The Avengers have united to continue the hunt for Loki's sceptre following the fall of SHIELD and the re-emergence of HYDRA, but a villain of Tony Stark's own making soon changes the mission for everybody. Stark is still reeling from the Battle of New York and his desire to prevent it happening again leads to him and Banner developing their Ultron programme, an artificial intelligence designed to protect the world. However, it all goes wrong, as these things so often do, and the Avengers must fight to save the human race.
The first Avengers film was nothing short of spectacle cinema, the chance to see a superhero team-up from a comic book universe for the first time on the big screen. The anticipation was huge and, in the hands of Joss Whedon, delivered on all fronts. Phase 2 of Marvel's Cinematic Universe has continued to prove the films to be a bit of a divisive affair, but has largely maintained the entertaining atmosphere of the earlier installments whilst steadily expanding the world. After that, the excitement for Avengers: Age of Ultron could have hardly been higher and thankfully, the film delivers in spades.
Given its placement towards the end of Phase 2, Age of Ultron feels very much like a mid-point for the ongoing plotlines within this universe. This isn't a flaw though as the film deftly combines wrapping up some narratives, whilst also using the central narrative to begin or continue laying foundations for future films in the series. It makes for a dizzyingly dense film, but one that never threatens to overwhelm or alienate, instead inviting more rewatches those who wish to delve further.
In amidst the action, the character work is excellent, using their interactions in battle to fuel their relationships, throwing them into conflict or uniting them. Even the choreography of the action itself demonstrates the ongoing synergy between certain characters; Thor and Captain America team up regularly throughout, whilst the impending Iron Man/Captain America conflict is deftly forecast. That doesn't mean those characters without their own solo films have been shortchanged either.
Scarlett Johansson, Mark Ruffalo and Jeremy Renner all seize on the opportunity to expand their characters, bringing a warmth into the proceedings that cements the film's emotional core. Newcomers Scarlet Witch and Quicksilver, or Wanda and Pietro Maximoff, are fleshed out enough to resonate, their tragic background laid out simply and effectively. It also helps that the performances of Elizabeth Olsen and Aaron Taylor-Johnson make the Maximoffs feel as if they have always been a part of this universe. Whilst Paul Bettany's Jarvis always has, it's in the Vision that the actor excels, quite possibly stealing the moment of the movie away from his more established co-stars.

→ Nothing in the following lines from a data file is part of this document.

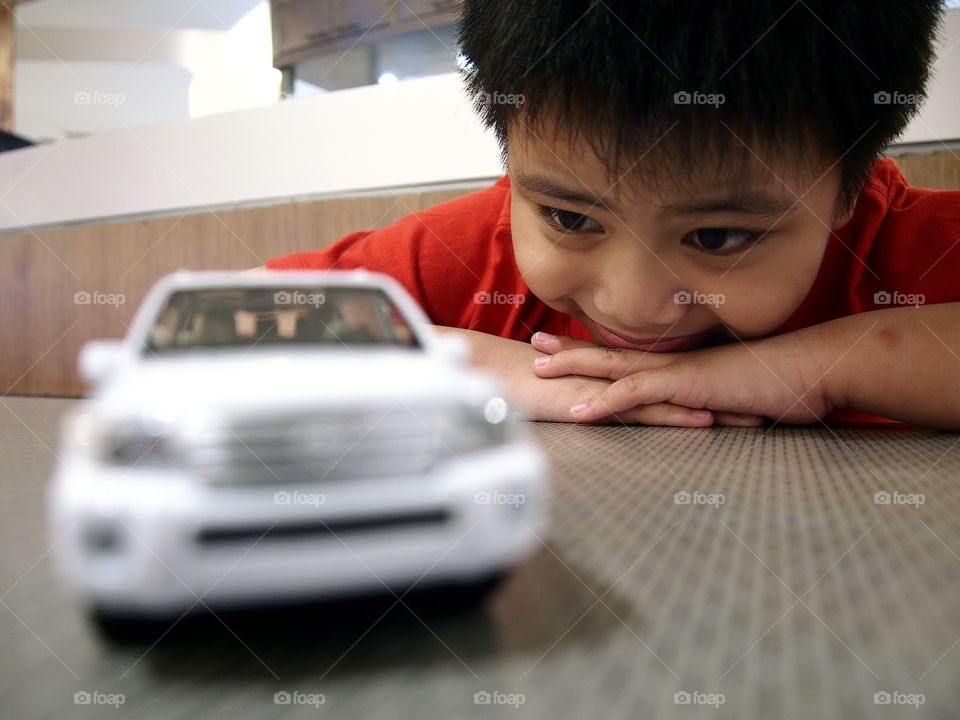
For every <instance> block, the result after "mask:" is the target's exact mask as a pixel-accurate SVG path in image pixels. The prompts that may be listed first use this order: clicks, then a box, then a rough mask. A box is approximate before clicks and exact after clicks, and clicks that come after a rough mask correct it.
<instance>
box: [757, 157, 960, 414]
mask: <svg viewBox="0 0 960 720" xmlns="http://www.w3.org/2000/svg"><path fill="white" fill-rule="evenodd" d="M958 301H960V191H954V190H949V191H944V190H930V189H927V188H915V187H910V186H909V185H908V184H907V181H906V179H905V178H904V177H903V174H902V173H901V172H900V168H898V167H897V165H896V163H895V162H894V161H893V160H891V159H889V158H884V159H882V160H879V161H877V163H876V165H875V166H874V168H873V172H872V174H871V177H870V179H869V180H868V182H867V184H866V186H865V187H864V189H863V192H862V193H861V195H860V198H859V199H858V201H857V206H856V209H855V210H854V213H853V216H852V217H851V219H850V220H849V221H848V222H847V224H846V225H844V226H843V227H842V228H839V229H838V230H837V231H836V232H834V233H832V234H831V236H830V240H829V241H828V243H827V249H826V252H825V253H824V258H823V260H822V262H821V264H820V270H819V272H818V274H817V277H816V280H815V281H814V284H813V287H812V288H811V289H810V292H809V293H808V295H807V297H806V299H805V300H804V301H803V303H802V304H801V305H800V307H799V308H798V309H797V311H796V312H795V313H794V314H793V315H792V316H791V317H790V319H789V320H787V322H786V323H785V324H784V325H783V326H782V327H780V328H779V329H778V330H777V332H776V333H775V334H777V335H779V334H782V333H785V332H791V331H793V330H797V329H800V328H804V327H810V326H811V325H816V324H819V323H823V322H827V321H829V320H834V319H836V318H840V317H846V316H849V315H855V314H857V313H861V312H869V311H871V310H882V309H884V308H891V307H897V306H900V305H914V304H918V303H919V304H935V303H947V302H958ZM827 420H829V421H833V422H890V421H889V420H885V419H883V418H877V417H875V416H872V415H868V414H866V413H861V412H857V411H852V410H841V411H837V412H835V413H832V414H831V415H829V416H828V417H827Z"/></svg>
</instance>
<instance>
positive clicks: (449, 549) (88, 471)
mask: <svg viewBox="0 0 960 720" xmlns="http://www.w3.org/2000/svg"><path fill="white" fill-rule="evenodd" d="M545 475H546V465H545V461H544V460H543V457H542V455H541V453H540V452H539V451H538V450H537V449H536V448H535V447H534V446H532V445H530V444H527V443H514V444H511V445H507V446H503V447H499V448H495V449H490V450H485V451H481V452H476V453H473V454H471V455H470V456H468V457H464V458H461V459H457V460H455V461H451V462H449V463H446V464H444V465H443V466H441V467H439V468H437V469H436V470H435V471H433V472H431V473H430V474H429V475H427V476H422V477H411V478H389V479H370V480H364V481H338V482H336V483H334V482H327V483H313V484H302V485H295V486H294V485H289V484H260V485H256V486H242V485H239V484H236V485H231V484H219V485H211V484H210V483H208V482H205V481H204V480H202V479H199V478H196V477H192V476H190V475H188V474H185V473H183V472H176V471H172V470H165V469H162V468H157V469H154V468H140V467H134V468H132V469H126V468H115V467H105V466H103V465H98V464H95V463H92V462H91V461H90V460H89V459H87V458H85V457H74V458H69V459H67V461H66V462H64V463H63V464H62V465H61V467H60V469H59V470H58V472H57V474H56V475H55V476H54V479H53V484H52V486H51V488H50V492H49V514H50V517H49V522H50V530H51V534H52V541H53V542H54V557H55V561H56V563H57V565H58V569H59V571H60V573H61V574H62V575H63V576H64V577H65V578H66V580H67V582H68V585H69V586H70V587H71V589H72V590H73V591H74V592H76V593H77V594H78V595H79V596H80V597H81V599H82V600H83V602H85V603H86V604H88V605H90V606H97V607H100V608H107V609H116V610H128V611H137V612H143V613H151V612H156V613H167V612H171V611H178V610H185V609H187V608H189V607H191V606H193V605H199V604H200V603H201V602H202V603H203V604H207V605H214V604H216V605H221V606H223V605H230V604H246V603H253V602H258V601H269V600H275V599H295V598H297V597H301V596H303V597H323V596H333V595H343V594H349V593H352V592H358V591H361V592H362V591H366V590H370V589H377V588H382V587H384V586H385V587H389V588H391V589H394V588H396V589H402V588H406V587H410V586H412V585H414V584H417V585H421V584H430V583H436V582H443V581H457V580H464V581H465V580H469V579H472V578H475V577H479V576H482V575H484V574H486V573H489V572H491V571H494V570H497V569H500V568H504V567H506V566H509V565H510V564H512V563H514V562H516V561H517V560H519V559H520V558H522V557H523V556H525V555H527V554H529V553H530V552H532V551H533V550H534V549H535V548H536V546H537V545H538V544H539V543H540V539H539V538H540V536H542V533H543V530H544V526H545V524H546V498H545V493H546V483H545Z"/></svg>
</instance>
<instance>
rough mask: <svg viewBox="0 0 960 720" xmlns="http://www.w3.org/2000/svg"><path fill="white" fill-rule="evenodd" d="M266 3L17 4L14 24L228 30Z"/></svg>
mask: <svg viewBox="0 0 960 720" xmlns="http://www.w3.org/2000/svg"><path fill="white" fill-rule="evenodd" d="M263 2H266V0H20V1H19V2H18V3H17V6H16V14H17V20H18V22H19V23H21V24H23V25H27V26H36V27H90V28H94V27H95V28H105V27H148V28H149V27H162V28H164V29H172V28H182V29H197V30H227V29H229V28H231V27H232V26H233V25H234V24H235V23H236V22H237V21H238V20H240V18H242V17H243V16H244V15H246V14H247V13H248V12H250V10H251V9H253V8H254V7H256V6H257V5H259V4H261V3H263Z"/></svg>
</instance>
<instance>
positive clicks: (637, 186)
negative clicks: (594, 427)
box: [508, 126, 849, 352]
mask: <svg viewBox="0 0 960 720" xmlns="http://www.w3.org/2000/svg"><path fill="white" fill-rule="evenodd" d="M730 140H731V142H732V143H737V144H738V146H739V143H738V141H737V140H736V138H735V137H734V136H733V135H731V136H730ZM740 147H741V148H742V146H740ZM743 152H744V153H747V157H748V159H749V162H748V164H747V168H746V170H745V171H742V172H741V168H739V166H738V168H737V172H731V173H729V177H722V176H718V175H717V174H716V173H715V171H714V165H713V164H712V163H706V164H704V166H703V168H701V169H700V170H699V172H698V168H690V169H686V168H684V171H685V172H681V173H664V174H663V177H666V178H672V177H676V178H677V180H672V179H669V180H662V181H660V182H658V184H657V185H656V186H655V187H654V186H651V185H645V184H644V183H642V182H641V181H640V179H639V178H637V177H636V173H634V174H633V175H630V174H629V173H628V174H627V175H626V176H625V177H624V178H623V179H621V180H620V182H618V183H616V184H615V185H614V183H613V180H612V179H611V178H610V177H609V174H608V172H607V171H606V169H605V166H604V165H603V164H602V163H601V161H600V160H599V159H598V158H597V157H596V156H595V155H594V154H593V153H592V152H591V151H590V149H589V147H587V146H586V144H584V143H581V144H579V145H578V146H576V147H571V144H570V143H569V142H567V141H566V140H565V139H562V138H559V137H557V136H556V135H555V134H553V133H551V132H547V131H540V130H538V131H537V134H534V133H533V132H532V131H530V130H525V129H524V128H522V127H516V126H515V128H514V130H513V131H512V132H511V134H510V142H509V147H508V166H509V172H510V179H511V186H512V201H511V202H512V205H511V212H512V228H513V243H514V250H515V254H516V258H517V264H518V267H519V270H520V273H521V274H522V275H523V278H524V280H525V281H526V283H527V284H528V285H529V287H530V290H531V291H532V292H533V294H534V295H536V296H537V297H538V298H540V299H541V300H543V301H544V302H545V303H546V304H547V305H549V306H550V307H552V308H554V309H556V310H559V311H560V312H563V313H566V314H568V315H573V316H575V317H577V318H578V319H579V320H581V321H582V322H584V323H585V324H586V325H587V327H588V328H589V329H590V332H591V333H592V334H593V337H594V339H595V341H596V342H598V343H599V344H602V345H618V346H622V347H635V348H637V349H644V350H652V351H656V352H677V351H682V350H690V349H693V348H696V347H703V346H705V345H709V344H713V343H715V342H717V341H718V340H721V339H722V338H724V337H729V333H730V331H732V332H733V333H735V334H736V335H737V336H739V337H741V338H743V339H747V338H756V337H763V336H766V335H769V334H770V333H772V332H773V331H774V330H776V329H777V328H778V327H779V326H780V325H782V324H783V323H784V322H785V321H786V320H787V318H789V317H790V315H791V314H792V313H793V312H794V310H796V309H797V307H798V306H799V305H800V303H801V302H802V300H803V299H804V297H806V295H807V292H808V291H809V290H810V287H811V285H812V284H813V281H814V278H815V277H816V274H817V270H818V268H819V266H820V261H821V258H822V257H823V253H824V250H825V248H826V244H827V239H828V237H829V235H830V230H831V229H833V228H836V227H839V226H840V225H841V224H842V223H843V222H845V221H846V219H848V217H849V215H848V216H847V217H843V218H840V217H838V212H837V210H838V192H839V181H840V173H839V170H837V169H836V168H834V169H829V168H830V163H829V162H824V163H823V166H822V167H821V168H820V169H819V170H816V169H813V166H814V165H815V164H814V163H804V165H805V167H804V168H803V169H802V170H801V169H798V168H796V167H790V166H789V165H787V164H786V163H783V162H776V161H775V159H771V158H769V157H764V156H763V155H762V154H761V153H759V152H758V153H757V154H758V155H760V156H761V157H762V159H763V163H761V162H760V160H757V159H756V158H754V157H753V156H752V155H750V154H749V151H747V150H746V149H743ZM654 155H655V151H654V152H652V153H650V155H649V156H648V157H647V158H646V159H645V160H644V161H642V162H650V158H653V157H654ZM764 163H765V164H766V165H767V167H764ZM808 165H809V167H808ZM708 167H709V168H710V169H709V170H707V168H708ZM720 175H723V173H721V174H720ZM821 175H822V176H821ZM612 185H613V187H611V186H612ZM798 198H800V200H799V201H798ZM598 199H599V202H597V200H598ZM685 336H692V337H685Z"/></svg>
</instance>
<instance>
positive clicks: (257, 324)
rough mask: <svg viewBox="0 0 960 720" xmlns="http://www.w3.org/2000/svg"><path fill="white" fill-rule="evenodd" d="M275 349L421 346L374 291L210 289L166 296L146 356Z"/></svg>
mask: <svg viewBox="0 0 960 720" xmlns="http://www.w3.org/2000/svg"><path fill="white" fill-rule="evenodd" d="M278 346H279V347H297V346H300V347H311V346H313V347H316V346H330V347H331V348H332V347H336V346H339V347H352V346H381V347H401V348H403V347H406V348H419V347H420V342H419V340H418V338H417V336H416V334H415V333H414V331H413V329H412V328H411V326H410V324H409V323H408V322H407V320H406V318H405V317H404V316H403V314H402V313H401V312H400V310H399V309H398V308H397V306H396V305H395V304H394V302H393V301H392V300H391V299H390V298H389V296H388V295H387V294H386V293H385V292H384V291H383V290H381V289H379V288H367V287H361V288H358V287H336V286H334V287H316V288H314V287H309V288H304V287H297V288H283V287H237V288H207V289H197V290H178V291H176V292H174V293H172V294H171V295H170V297H169V299H168V300H167V303H166V305H165V306H164V307H163V309H162V310H161V311H160V314H159V316H158V317H157V320H156V322H155V323H154V325H153V327H152V328H151V330H150V335H149V338H148V342H147V348H146V350H145V354H147V355H158V354H165V353H172V352H182V351H190V350H198V349H203V350H216V349H231V348H233V349H244V350H250V349H274V350H275V349H277V348H278Z"/></svg>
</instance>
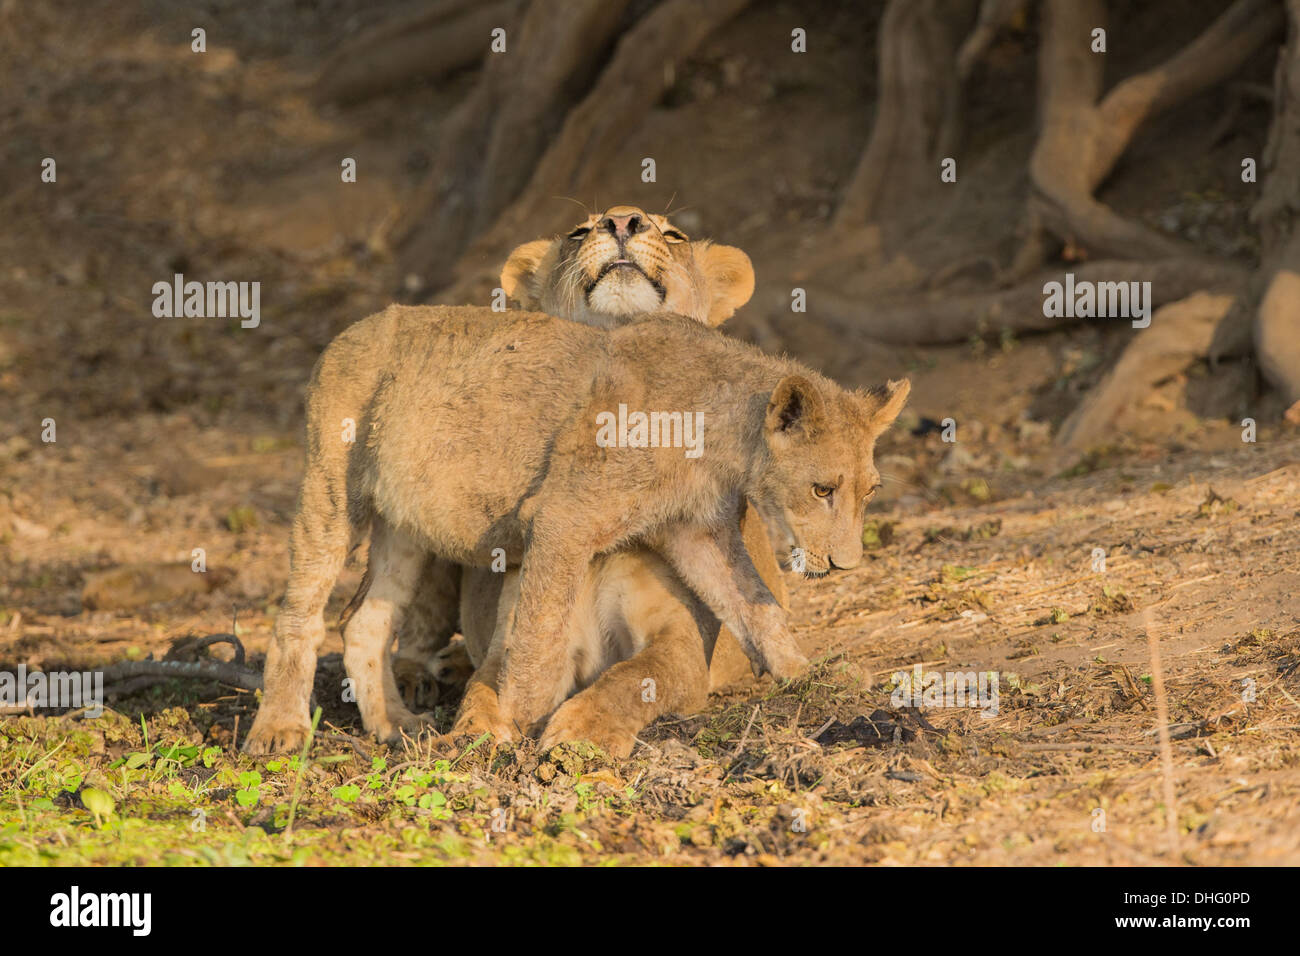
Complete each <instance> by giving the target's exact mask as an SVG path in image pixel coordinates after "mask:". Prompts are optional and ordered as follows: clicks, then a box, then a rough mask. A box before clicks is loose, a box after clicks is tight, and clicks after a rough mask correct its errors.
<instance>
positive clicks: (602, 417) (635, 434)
mask: <svg viewBox="0 0 1300 956" xmlns="http://www.w3.org/2000/svg"><path fill="white" fill-rule="evenodd" d="M595 425H597V428H595V445H597V447H602V449H615V447H617V449H685V454H686V458H699V455H701V454H703V450H705V414H703V412H698V411H651V412H643V411H633V412H629V411H628V406H625V405H623V403H619V412H617V415H615V414H614V412H612V411H602V412H599V414H598V415H597V416H595Z"/></svg>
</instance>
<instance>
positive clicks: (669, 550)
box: [655, 522, 807, 678]
mask: <svg viewBox="0 0 1300 956" xmlns="http://www.w3.org/2000/svg"><path fill="white" fill-rule="evenodd" d="M655 549H656V550H658V551H659V553H660V554H662V555H663V557H664V558H667V561H668V563H669V564H672V566H673V567H675V568H676V570H677V574H680V575H681V579H682V580H684V581H685V583H686V584H688V585H689V587H690V589H692V591H694V592H695V593H697V594H698V596H699V598H701V600H702V601H703V602H705V604H706V605H708V609H710V610H712V611H714V614H716V615H718V617H719V618H720V619H722V622H723V623H724V624H727V627H729V628H731V630H732V632H733V633H735V635H736V639H737V640H738V641H740V645H741V648H742V649H744V650H745V653H746V654H748V656H749V659H750V663H751V666H753V667H754V672H755V675H757V674H762V672H763V671H767V672H770V674H771V675H772V676H774V678H793V676H796V675H797V674H800V672H801V671H802V670H803V669H805V667H807V658H806V657H805V656H803V654H802V653H801V652H800V649H798V645H797V644H796V643H794V639H793V637H792V636H790V632H789V628H788V627H787V614H785V610H784V609H783V607H781V605H780V604H779V602H777V601H776V598H775V597H772V592H771V591H768V589H767V585H766V584H763V579H762V578H761V576H759V574H758V570H757V568H755V567H754V562H753V561H751V559H750V557H749V553H748V551H746V550H745V540H744V537H742V536H741V531H740V525H738V523H736V522H732V523H729V524H724V525H722V527H719V528H716V529H714V531H706V529H701V528H692V527H681V528H673V529H669V531H666V532H662V533H660V535H659V536H658V538H656V540H655Z"/></svg>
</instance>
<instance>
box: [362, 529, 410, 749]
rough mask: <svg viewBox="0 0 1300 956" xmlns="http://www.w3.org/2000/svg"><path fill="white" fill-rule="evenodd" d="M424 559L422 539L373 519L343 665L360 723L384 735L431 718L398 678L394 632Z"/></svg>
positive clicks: (370, 733) (382, 737)
mask: <svg viewBox="0 0 1300 956" xmlns="http://www.w3.org/2000/svg"><path fill="white" fill-rule="evenodd" d="M424 559H425V553H424V549H422V548H420V545H419V544H416V542H415V541H412V540H411V538H409V537H408V536H406V535H403V533H402V532H399V531H396V529H395V528H394V527H393V525H390V524H389V523H387V522H385V520H382V519H380V518H377V519H376V520H374V527H373V529H372V532H370V555H369V567H368V568H367V578H368V579H369V587H368V588H367V589H365V594H364V600H363V601H361V602H360V606H359V607H357V609H356V611H355V613H354V614H352V617H351V618H350V619H348V622H347V624H346V626H344V627H343V667H344V670H347V675H348V676H350V678H351V679H352V683H354V687H355V689H356V705H357V708H359V709H360V711H361V723H363V724H364V726H365V730H368V731H369V732H370V734H374V735H376V736H377V737H380V739H381V740H394V739H396V737H400V735H402V732H403V731H406V732H407V734H412V735H413V734H417V732H419V731H420V730H422V728H424V727H426V726H428V723H429V721H428V718H425V717H421V715H417V714H413V713H411V711H409V710H408V709H407V706H406V704H403V702H402V695H400V693H399V692H398V685H396V682H395V680H394V678H393V639H394V631H395V628H396V627H399V626H400V623H402V615H403V614H404V611H406V607H407V605H408V604H409V601H411V597H412V596H413V594H415V589H416V584H417V583H419V580H420V572H421V570H422V567H424ZM357 597H360V594H359V596H357Z"/></svg>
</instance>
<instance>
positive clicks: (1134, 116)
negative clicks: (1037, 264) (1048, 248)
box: [1013, 0, 1282, 274]
mask: <svg viewBox="0 0 1300 956" xmlns="http://www.w3.org/2000/svg"><path fill="white" fill-rule="evenodd" d="M1105 14H1106V9H1105V3H1104V0H1045V3H1044V25H1043V40H1041V48H1040V52H1039V90H1040V98H1041V100H1040V117H1039V121H1040V127H1041V129H1040V134H1039V140H1037V143H1036V146H1035V150H1034V155H1032V157H1031V159H1030V181H1031V186H1032V195H1031V199H1030V216H1028V220H1030V232H1031V235H1030V241H1028V243H1027V247H1026V250H1024V251H1023V252H1022V256H1021V258H1019V260H1018V263H1017V265H1015V269H1014V271H1013V272H1015V273H1018V274H1023V272H1026V271H1027V269H1030V268H1034V267H1036V265H1037V264H1039V263H1041V260H1043V256H1044V252H1045V242H1044V235H1043V233H1048V234H1052V235H1054V237H1057V238H1058V239H1061V241H1066V242H1076V243H1079V245H1082V246H1084V247H1086V248H1087V250H1088V251H1089V252H1091V254H1095V255H1105V256H1117V258H1125V259H1160V258H1169V256H1187V255H1192V254H1193V250H1192V248H1191V247H1190V246H1188V245H1187V243H1184V242H1182V241H1179V239H1175V238H1171V237H1167V235H1165V234H1162V233H1160V232H1157V230H1154V229H1149V228H1147V226H1144V225H1141V224H1139V222H1134V221H1130V220H1127V219H1125V217H1122V216H1119V215H1118V213H1115V212H1114V211H1113V209H1110V207H1108V206H1105V204H1104V203H1101V202H1099V200H1097V199H1095V198H1093V193H1095V191H1096V189H1097V186H1100V185H1101V183H1102V182H1104V181H1105V178H1106V177H1108V176H1109V174H1110V173H1112V170H1113V169H1114V166H1115V163H1117V161H1118V160H1119V157H1121V156H1122V155H1123V152H1125V150H1127V148H1128V144H1130V143H1131V142H1132V139H1134V137H1135V135H1136V134H1138V130H1139V129H1140V127H1141V125H1143V124H1144V122H1147V120H1149V118H1151V117H1153V116H1156V114H1157V113H1160V112H1162V111H1165V109H1169V108H1171V107H1174V105H1177V104H1179V103H1183V101H1186V100H1188V99H1190V98H1192V96H1195V95H1196V94H1199V92H1201V91H1203V90H1206V88H1209V87H1212V86H1214V85H1217V83H1219V82H1222V81H1223V79H1226V78H1227V77H1230V75H1231V74H1232V73H1235V72H1236V69H1238V68H1240V65H1242V64H1243V62H1244V61H1245V60H1247V57H1249V56H1251V53H1253V52H1255V51H1256V49H1258V48H1260V47H1261V46H1262V44H1265V43H1268V40H1269V39H1271V38H1273V36H1274V35H1275V34H1277V31H1278V30H1279V29H1281V26H1282V13H1281V10H1279V9H1278V8H1277V4H1275V1H1274V0H1238V1H1236V3H1234V4H1232V7H1231V8H1229V9H1227V10H1226V12H1225V13H1223V14H1222V16H1221V17H1219V18H1218V20H1216V21H1214V22H1213V23H1212V25H1210V26H1209V27H1208V29H1206V30H1205V31H1204V33H1203V34H1201V35H1200V36H1199V38H1196V39H1195V40H1193V42H1192V43H1190V44H1188V46H1187V47H1184V48H1183V49H1182V51H1179V52H1178V53H1177V55H1175V56H1173V57H1170V59H1169V60H1166V61H1165V62H1164V64H1161V65H1160V66H1156V68H1153V69H1151V70H1147V72H1145V73H1140V74H1136V75H1132V77H1128V78H1127V79H1125V81H1123V82H1121V83H1119V85H1118V86H1115V87H1114V88H1113V90H1112V91H1110V92H1109V94H1106V96H1105V98H1104V99H1101V100H1100V103H1099V101H1097V100H1099V95H1100V92H1101V82H1102V62H1104V55H1100V53H1093V52H1092V51H1091V48H1089V43H1091V34H1092V30H1093V29H1095V27H1099V26H1101V27H1104V26H1105V21H1106V16H1105Z"/></svg>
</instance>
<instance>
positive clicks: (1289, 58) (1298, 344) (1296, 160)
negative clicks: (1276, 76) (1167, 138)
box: [1251, 0, 1300, 405]
mask: <svg viewBox="0 0 1300 956" xmlns="http://www.w3.org/2000/svg"><path fill="white" fill-rule="evenodd" d="M1287 18H1288V21H1290V25H1288V31H1287V34H1288V35H1287V43H1286V47H1283V49H1282V53H1281V55H1279V57H1278V68H1277V81H1275V87H1277V88H1275V95H1274V113H1273V126H1271V129H1270V130H1269V142H1268V146H1266V147H1265V152H1264V164H1262V165H1264V181H1262V190H1261V195H1260V202H1258V203H1256V206H1255V208H1253V209H1252V211H1251V219H1252V220H1253V221H1255V222H1256V224H1257V225H1258V226H1260V238H1261V245H1262V251H1264V256H1262V263H1261V265H1260V272H1258V281H1257V286H1256V287H1257V289H1261V290H1262V291H1261V294H1260V299H1258V308H1257V311H1256V316H1255V349H1256V355H1257V358H1258V362H1260V371H1261V372H1262V373H1264V377H1265V378H1266V380H1268V381H1269V382H1270V384H1271V385H1274V386H1275V388H1277V389H1278V390H1279V392H1281V393H1282V397H1283V399H1284V401H1286V403H1287V405H1295V403H1300V230H1297V229H1296V225H1297V224H1296V217H1297V215H1300V0H1287Z"/></svg>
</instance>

The film's frenetic pace is well-maintained and doesn't allow the audience to breathe much in between the next plot development. Whilst this doesn't necessarily work against the film, it's often in the quieter scenes between battles that the film truly soars. Characters discuss their fears, argue over whose girlfriend is better and telling anecdotes designed to awe and they're all so well-drawn that you long for more of just Steve and Thor hanging out, Maria Hill mocking the uber-masculinity that surrounds her or Stark and Banner in full Science Bros mode. It's a small gripe, but also a testament to how well these characters and their worlds have been realised.
With the second biggest opening ever, the Marvel Cinematic Universe juggernaut continues to roll on. Age of Ultron may not carry the one-of-a-kind thrill that made The Avengers so adored, but it still provides a fantastic spectacle for those of us who have been waiting to see the band back together.